Le intenzioni di Bellocchio sono chiare fin dalle prime scene e cioè fare un film storico, che attraverso la biografia di Tommaso Buscetta, cogliesse i particolari della mafia, i colori, i toni, le sfumature, le brutalità. E se questo nel film è riuscito magistralmente lo si deve, oltre che alla regia consolidata di Bellocchio,  alla fotografia del film che compie il “capolavoro realistico” e come un quadro d’epoca ferma e immortala l’epica di Cosa nostra. A firmare la fotografia  è Vladan Radovic, il quale nato a Sarajevo, e dunque respirata l’aria della sofferenza dei tessuti permeati dalla violenza, cresciuto alla scuola del Centro Sperimentale di Roma e alla lezione del maestro Giovanni Rotunno, coglie gli stilemi del “Gattopardo” e restituisce il clima barocco, quell’ oro e rosso che si mescolano al sangue e al fuoco, in un crescendo di rivalità e brutalità vuota e scellerata. Ecco Cosa nostra: la sua fotografia, i suoi volti, i suoi colori, le sue maschere.

L’intenzione di Bellocchio era proprio quella di fare un film in cui la mafia perdesse, senza sconti e senza trabocchetti, e il coraggio ne uscisse almeno sulla pellicola salvato. Ed infatti al centro dell’opera vi è il coraggio dei due opposti, quello del giudice Falcone e quello di Buscetta, che a suo modo si mette contro il clan siciliano e racconta la struttura e l’organizzazione siciliana, colpevole secondo lui di essere passata al traffico pesante della droga. C’è un momento del film in cui Buscetta seduto davanti a Falcone, prima di iniziare la sua collaborazione, mentre si accende una sigaretta, dice al giudice: “Dottore, dobbiamo solo decidere chi muore prima, se io o lei”. Perché appare scontato, la mafia è in Sicilia, nel Sud, nelle vie criminali d’Italia, d’Europa e del mondo, ma la fragilità è nello Stato come abbiamo visto in questi giorni, in cui mentre tutta Italia e tutto il mondo erano al lockdown, cioè tutti chiusi, tutti limitati, sono stati scarcerati e mandati ai domiciliari decine di criminali e 21 boss tra i più pericolosi, praticamente la geografia della ‘ndrangheta, dalla Calabria fino alle Alpi, passando per la Capitale. Allora dov’è che vince la mafia e perde la giustizia?

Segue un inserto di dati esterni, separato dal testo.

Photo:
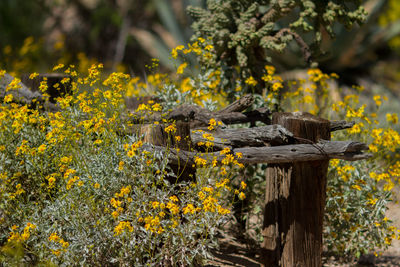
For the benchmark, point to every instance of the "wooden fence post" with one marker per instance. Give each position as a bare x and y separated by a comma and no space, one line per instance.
295,199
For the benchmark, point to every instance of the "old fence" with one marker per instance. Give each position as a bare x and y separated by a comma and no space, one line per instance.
297,148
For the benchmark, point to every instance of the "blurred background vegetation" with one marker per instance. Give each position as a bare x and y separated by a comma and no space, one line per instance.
126,34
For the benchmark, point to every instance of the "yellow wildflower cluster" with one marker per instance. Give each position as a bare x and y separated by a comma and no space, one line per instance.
121,226
56,240
132,149
21,237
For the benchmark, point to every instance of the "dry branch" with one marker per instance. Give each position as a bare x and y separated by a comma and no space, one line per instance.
254,137
239,105
341,125
346,150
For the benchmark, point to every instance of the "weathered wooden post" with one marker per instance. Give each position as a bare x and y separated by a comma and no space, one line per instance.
295,199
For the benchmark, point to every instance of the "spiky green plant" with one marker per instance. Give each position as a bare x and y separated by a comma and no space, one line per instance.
245,32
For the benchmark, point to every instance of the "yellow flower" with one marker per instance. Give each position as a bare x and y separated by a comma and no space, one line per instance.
8,98
251,81
389,117
181,68
243,185
33,75
174,52
41,148
200,161
377,99
120,165
189,209
170,128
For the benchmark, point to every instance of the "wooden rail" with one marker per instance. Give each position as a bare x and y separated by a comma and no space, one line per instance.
296,147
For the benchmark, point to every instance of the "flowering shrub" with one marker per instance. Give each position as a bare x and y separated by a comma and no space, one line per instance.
74,189
77,186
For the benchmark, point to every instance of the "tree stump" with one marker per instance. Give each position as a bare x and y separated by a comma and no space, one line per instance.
295,199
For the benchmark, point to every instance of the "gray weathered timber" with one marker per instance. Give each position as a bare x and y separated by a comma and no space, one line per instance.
253,137
200,117
323,150
346,150
341,125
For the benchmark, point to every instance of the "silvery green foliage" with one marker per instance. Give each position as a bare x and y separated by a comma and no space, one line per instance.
244,32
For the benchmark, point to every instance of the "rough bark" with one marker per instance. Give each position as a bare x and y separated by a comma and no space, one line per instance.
239,105
297,153
341,125
242,137
295,197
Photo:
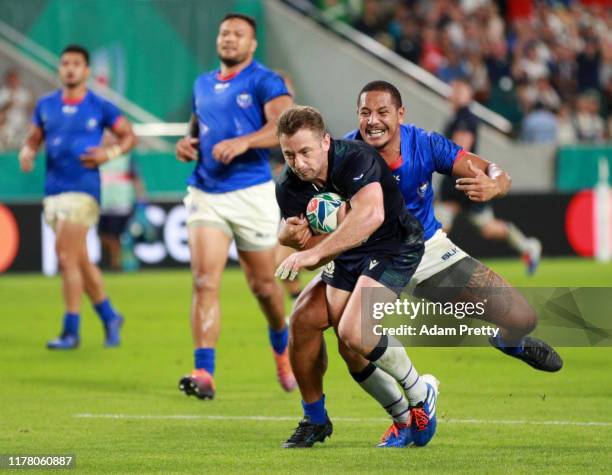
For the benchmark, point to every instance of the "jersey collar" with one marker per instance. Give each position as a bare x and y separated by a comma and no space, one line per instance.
231,76
75,101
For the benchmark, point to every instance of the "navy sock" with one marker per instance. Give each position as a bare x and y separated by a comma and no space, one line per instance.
315,411
279,339
515,349
205,359
71,323
105,310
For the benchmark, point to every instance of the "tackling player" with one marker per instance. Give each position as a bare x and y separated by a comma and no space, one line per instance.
231,195
71,122
378,246
413,155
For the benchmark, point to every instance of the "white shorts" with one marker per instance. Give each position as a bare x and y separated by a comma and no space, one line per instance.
249,215
440,253
78,208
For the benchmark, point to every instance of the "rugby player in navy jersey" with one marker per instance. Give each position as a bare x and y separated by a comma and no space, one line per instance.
71,122
231,195
413,155
378,245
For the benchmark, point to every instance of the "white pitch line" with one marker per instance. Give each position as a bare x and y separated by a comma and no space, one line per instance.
338,419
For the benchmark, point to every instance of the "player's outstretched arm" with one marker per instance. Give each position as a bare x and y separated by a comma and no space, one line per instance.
480,179
126,141
366,216
31,144
226,150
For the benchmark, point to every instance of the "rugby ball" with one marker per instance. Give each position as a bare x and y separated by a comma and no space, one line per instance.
322,212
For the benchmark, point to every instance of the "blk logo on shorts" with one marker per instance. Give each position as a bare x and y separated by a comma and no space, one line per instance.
422,189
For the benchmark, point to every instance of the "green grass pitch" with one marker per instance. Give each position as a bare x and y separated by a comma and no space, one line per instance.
545,422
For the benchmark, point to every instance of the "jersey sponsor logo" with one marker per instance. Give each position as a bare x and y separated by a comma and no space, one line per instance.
221,86
447,255
422,189
244,100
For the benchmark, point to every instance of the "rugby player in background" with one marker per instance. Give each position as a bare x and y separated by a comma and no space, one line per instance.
413,155
231,195
377,246
71,121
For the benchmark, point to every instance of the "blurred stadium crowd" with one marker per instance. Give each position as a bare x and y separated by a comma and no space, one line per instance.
544,65
16,105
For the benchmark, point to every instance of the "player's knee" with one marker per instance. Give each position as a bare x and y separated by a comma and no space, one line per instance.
263,289
354,361
205,283
305,317
65,258
492,230
349,337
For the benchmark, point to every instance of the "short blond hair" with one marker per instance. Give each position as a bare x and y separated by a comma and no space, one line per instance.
300,117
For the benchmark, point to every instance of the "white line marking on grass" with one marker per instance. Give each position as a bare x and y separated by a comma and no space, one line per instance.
338,419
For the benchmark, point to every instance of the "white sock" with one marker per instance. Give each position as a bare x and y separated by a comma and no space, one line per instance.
516,239
385,390
390,356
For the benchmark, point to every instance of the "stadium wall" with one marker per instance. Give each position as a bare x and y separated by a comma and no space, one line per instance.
328,72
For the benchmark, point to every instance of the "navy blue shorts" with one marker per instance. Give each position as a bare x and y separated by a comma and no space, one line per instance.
394,271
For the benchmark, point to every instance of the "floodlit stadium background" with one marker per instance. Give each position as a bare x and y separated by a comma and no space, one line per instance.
145,56
121,411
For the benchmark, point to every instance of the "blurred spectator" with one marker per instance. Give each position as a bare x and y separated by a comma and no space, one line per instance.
477,72
542,91
539,125
431,52
452,67
408,44
15,108
122,187
544,51
566,132
589,125
498,63
371,21
588,62
532,66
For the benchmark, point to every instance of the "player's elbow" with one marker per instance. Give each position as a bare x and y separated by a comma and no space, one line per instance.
375,218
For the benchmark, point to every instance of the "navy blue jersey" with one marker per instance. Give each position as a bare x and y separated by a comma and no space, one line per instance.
422,154
70,128
230,107
351,166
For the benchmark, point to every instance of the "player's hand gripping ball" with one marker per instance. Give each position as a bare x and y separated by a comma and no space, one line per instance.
322,212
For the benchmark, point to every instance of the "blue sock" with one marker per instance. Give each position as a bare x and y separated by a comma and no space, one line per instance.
279,339
205,359
315,411
516,349
71,323
105,310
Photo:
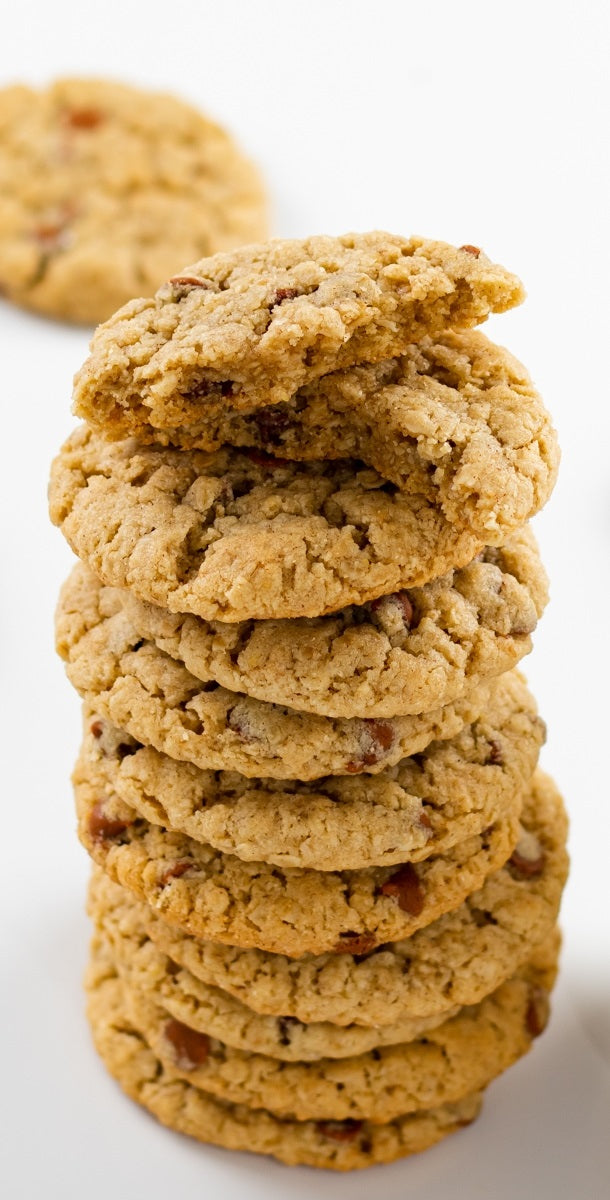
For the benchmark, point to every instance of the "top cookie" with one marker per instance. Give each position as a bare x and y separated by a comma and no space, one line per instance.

Questa profonda colpa istituzionale sarà colmata almeno dal riconoscimento al film di Bellocchio, alla interpretazione realistica e drammatica di Favino, alla fotografia di Vladan Radovic, che per sempre ci consegnano il volto sconfitto dei capi dei capi. Se non siamo capaci di uno Stato incorruttibile, siamo degni di un cinema salvifico che eleva il peccato a grande arte.